Why This Happens (The Physics Analogy)

In nuclear physics, there’s a concept called critical mass – the minimum amount of fissile material needed to sustain a chain reaction. Below that threshold, the reaction fizzles out. You can’t get to critical mass using the chain reaction; you need an external source to assemble the mass first.

Software has the same pattern:

  • Compilers: The first C compiler couldn’t be written in C – it was written in assembly. Once you have one C compiler, you can compile future versions of itself
  • Container registries: You can’t pull the container registry image from a registry that doesn’t exist yet
  • Git servers: You can’t clone the GitLab repo from a GitLab that isn’t running
  • Terraform state: You can’t terraform the bucket that stores terraform state

The solution is always the same: bootstrap from outside the system, then let the system become self-sustaining.


The Three Bootstrap Options

The cleanest approach. Create the resources with CLI commands, then point Terraform at them.

#!/usr/bin/env bash
# bootstrap-terraform-backend.sh
# Run this ONCE per AWS account to create Terraform state infrastructure

set -euo pipefail

AWS_REGION="${AWS_REGION:-eu-west-1}"
STATE_BUCKET="mycompany-terraform-state-$(aws sts get-caller-identity --query Account --output text)"
LOCK_TABLE="terraform-locks"

echo "Creating S3 bucket: $STATE_BUCKET"
aws s3api create-bucket \
  --bucket "$STATE_BUCKET" \
  --region "$AWS_REGION" \
  --create-bucket-configuration LocationConstraint="$AWS_REGION"

# Enable versioning (critical for state recovery)
aws s3api put-bucket-versioning \
  --bucket "$STATE_BUCKET" \
  --versioning-configuration Status=Enabled

# Enable server-side encryption by default
aws s3api put-bucket-encryption \
  --bucket "$STATE_BUCKET" \
  --server-side-encryption-configuration '{
    "Rules": [{
      "ApplyServerSideEncryptionByDefault": {
        "SSEAlgorithm": "aws:kms"
      },
      "BucketKeyEnabled": true
    }]
  }'

# Block all public access
aws s3api put-public-access-block \
  --bucket "$STATE_BUCKET" \
  --public-access-block-configuration \
    "BlockPublicAcls=true,IgnorePublicAcls=true,BlockPublicPolicy=true,RestrictPublicBuckets=true"

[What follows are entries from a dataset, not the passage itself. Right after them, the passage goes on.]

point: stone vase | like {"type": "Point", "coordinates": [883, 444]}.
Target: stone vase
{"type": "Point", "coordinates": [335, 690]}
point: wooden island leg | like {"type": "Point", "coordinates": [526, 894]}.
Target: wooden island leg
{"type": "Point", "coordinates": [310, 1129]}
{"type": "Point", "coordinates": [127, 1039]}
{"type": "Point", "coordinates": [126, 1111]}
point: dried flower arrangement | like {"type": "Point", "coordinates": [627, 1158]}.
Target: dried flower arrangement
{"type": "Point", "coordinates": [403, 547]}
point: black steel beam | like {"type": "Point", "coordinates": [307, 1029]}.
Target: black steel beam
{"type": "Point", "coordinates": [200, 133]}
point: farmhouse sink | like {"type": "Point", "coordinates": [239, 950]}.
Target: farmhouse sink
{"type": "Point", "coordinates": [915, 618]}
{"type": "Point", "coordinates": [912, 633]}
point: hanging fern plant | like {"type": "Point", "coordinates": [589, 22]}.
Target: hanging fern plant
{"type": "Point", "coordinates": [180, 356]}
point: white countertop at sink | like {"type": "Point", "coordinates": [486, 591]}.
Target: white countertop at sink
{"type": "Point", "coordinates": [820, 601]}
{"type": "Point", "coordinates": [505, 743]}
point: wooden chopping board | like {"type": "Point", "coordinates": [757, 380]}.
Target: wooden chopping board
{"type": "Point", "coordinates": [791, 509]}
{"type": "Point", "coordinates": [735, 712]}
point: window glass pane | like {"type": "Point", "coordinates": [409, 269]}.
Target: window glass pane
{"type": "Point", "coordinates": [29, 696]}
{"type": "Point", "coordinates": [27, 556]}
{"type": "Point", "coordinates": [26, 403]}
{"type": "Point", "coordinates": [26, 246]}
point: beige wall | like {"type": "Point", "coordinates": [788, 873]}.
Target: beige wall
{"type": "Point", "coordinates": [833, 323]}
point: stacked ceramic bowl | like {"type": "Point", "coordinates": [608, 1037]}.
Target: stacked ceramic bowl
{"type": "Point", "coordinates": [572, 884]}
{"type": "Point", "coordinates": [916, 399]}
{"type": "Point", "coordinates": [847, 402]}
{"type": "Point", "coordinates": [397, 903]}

echo "Creating DynamoDB table: $LOCK_TABLE"
aws dynamodb create-table \
  --table-name "$LOCK_TABLE" \
  --attribute-definitions AttributeName=LockID,AttributeType=S \
  --key-schema AttributeName=LockID,KeyType=HASH \
  --billing-mode PAY_PER_REQUEST \
  --region "$AWS_REGION"

# Wait for table to be active
aws dynamodb wait table-exists --table-name "$LOCK_TABLE" --region "$AWS_REGION"

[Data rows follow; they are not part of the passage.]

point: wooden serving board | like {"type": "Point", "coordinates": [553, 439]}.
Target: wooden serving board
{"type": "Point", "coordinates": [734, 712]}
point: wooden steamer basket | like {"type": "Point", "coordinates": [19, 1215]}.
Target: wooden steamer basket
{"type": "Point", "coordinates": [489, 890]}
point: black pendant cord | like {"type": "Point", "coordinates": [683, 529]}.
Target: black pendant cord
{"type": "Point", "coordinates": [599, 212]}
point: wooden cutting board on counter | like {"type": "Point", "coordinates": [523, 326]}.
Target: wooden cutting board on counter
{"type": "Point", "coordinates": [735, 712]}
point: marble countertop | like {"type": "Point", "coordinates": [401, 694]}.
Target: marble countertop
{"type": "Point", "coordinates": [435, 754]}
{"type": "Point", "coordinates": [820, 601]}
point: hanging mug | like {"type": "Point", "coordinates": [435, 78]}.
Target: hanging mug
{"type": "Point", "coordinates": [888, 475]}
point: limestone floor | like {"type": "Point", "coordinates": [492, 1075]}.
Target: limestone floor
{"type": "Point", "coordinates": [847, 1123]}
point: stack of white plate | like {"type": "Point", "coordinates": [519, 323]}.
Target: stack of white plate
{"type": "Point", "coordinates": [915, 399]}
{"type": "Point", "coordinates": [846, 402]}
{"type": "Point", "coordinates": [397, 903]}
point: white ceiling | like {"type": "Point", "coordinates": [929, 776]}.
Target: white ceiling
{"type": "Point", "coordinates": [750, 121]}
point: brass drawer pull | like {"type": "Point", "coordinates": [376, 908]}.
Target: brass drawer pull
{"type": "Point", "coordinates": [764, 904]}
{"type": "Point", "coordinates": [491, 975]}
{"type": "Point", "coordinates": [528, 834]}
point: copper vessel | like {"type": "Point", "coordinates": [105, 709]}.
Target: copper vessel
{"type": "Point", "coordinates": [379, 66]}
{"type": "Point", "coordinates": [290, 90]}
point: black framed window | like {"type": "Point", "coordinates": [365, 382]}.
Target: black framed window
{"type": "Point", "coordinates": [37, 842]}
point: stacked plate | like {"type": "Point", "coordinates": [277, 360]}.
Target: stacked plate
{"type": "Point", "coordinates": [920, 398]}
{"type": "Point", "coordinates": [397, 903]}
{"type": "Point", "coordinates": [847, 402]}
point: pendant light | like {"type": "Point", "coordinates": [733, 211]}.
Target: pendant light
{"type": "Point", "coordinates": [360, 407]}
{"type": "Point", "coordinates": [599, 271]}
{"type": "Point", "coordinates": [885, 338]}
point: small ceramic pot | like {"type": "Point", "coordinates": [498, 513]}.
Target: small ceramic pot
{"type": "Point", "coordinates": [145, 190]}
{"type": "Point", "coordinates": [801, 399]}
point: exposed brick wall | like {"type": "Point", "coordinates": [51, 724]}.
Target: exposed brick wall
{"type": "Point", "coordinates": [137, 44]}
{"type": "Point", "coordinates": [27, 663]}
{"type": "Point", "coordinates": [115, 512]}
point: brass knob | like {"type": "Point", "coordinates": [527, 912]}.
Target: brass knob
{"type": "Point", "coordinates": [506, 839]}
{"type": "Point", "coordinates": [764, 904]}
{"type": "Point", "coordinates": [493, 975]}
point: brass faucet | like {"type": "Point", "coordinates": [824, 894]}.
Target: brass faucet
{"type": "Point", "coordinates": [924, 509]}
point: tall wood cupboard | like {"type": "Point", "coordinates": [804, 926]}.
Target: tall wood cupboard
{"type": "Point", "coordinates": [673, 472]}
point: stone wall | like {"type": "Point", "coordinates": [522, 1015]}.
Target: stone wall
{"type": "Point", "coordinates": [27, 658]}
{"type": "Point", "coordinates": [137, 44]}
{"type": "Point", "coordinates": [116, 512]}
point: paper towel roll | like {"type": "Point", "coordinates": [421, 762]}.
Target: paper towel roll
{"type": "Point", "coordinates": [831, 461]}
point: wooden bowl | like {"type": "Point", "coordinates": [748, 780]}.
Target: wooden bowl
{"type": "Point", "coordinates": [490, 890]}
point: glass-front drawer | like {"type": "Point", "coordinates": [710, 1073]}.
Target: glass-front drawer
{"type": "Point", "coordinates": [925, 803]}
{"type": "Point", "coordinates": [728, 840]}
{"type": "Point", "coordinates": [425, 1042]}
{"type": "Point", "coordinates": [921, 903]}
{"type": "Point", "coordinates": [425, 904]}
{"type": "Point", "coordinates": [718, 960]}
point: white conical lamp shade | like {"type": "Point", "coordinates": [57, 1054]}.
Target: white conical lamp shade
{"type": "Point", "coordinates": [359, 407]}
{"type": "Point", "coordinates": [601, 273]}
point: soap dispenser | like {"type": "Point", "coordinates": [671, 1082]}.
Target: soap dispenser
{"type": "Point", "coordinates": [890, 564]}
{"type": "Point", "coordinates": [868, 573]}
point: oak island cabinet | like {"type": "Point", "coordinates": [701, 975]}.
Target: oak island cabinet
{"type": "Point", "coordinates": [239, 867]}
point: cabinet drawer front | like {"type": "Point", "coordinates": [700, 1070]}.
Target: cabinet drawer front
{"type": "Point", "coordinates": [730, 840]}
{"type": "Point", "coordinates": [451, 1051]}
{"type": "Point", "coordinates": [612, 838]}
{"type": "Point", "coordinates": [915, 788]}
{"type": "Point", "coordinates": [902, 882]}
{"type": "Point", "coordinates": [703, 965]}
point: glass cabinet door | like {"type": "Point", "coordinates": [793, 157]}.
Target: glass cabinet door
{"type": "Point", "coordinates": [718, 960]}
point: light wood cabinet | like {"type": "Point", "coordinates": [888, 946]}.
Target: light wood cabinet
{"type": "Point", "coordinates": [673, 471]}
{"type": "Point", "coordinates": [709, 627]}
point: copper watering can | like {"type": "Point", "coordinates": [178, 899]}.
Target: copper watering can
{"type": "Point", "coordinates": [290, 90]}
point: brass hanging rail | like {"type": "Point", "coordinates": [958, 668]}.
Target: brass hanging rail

echo "Bootstrap complete."
echo ""
echo "Add this to your Terraform configuration:"
echo ""
cat << EOF
terraform {
  backend "s3" {
    bucket         = "$STATE_BUCKET"
    key            = "infrastructure/terraform.tfstate"
    region         = "$AWS_REGION"
    dynamodb_table = "$LOCK_TABLE"
    encrypt        = true
  }
}
EOF

Why this approach:

  • Explicit and auditable – the script is the documentation
  • Idempotent-ish (you’ll get errors if resources exist, but nothing breaks)
  • No Terraform state to manage for the bootstrap itself
  • Easy to version control and review

Gotcha: The script uses $(aws sts get-caller-identity --query Account --output text) to include the account ID in the bucket name. S3 bucket names are globally unique, so terraform-state is almost certainly taken. Always namespace with account ID or company name.


Option 2: Terraform with Local Backend

Use Terraform itself, but start with a local backend, then migrate.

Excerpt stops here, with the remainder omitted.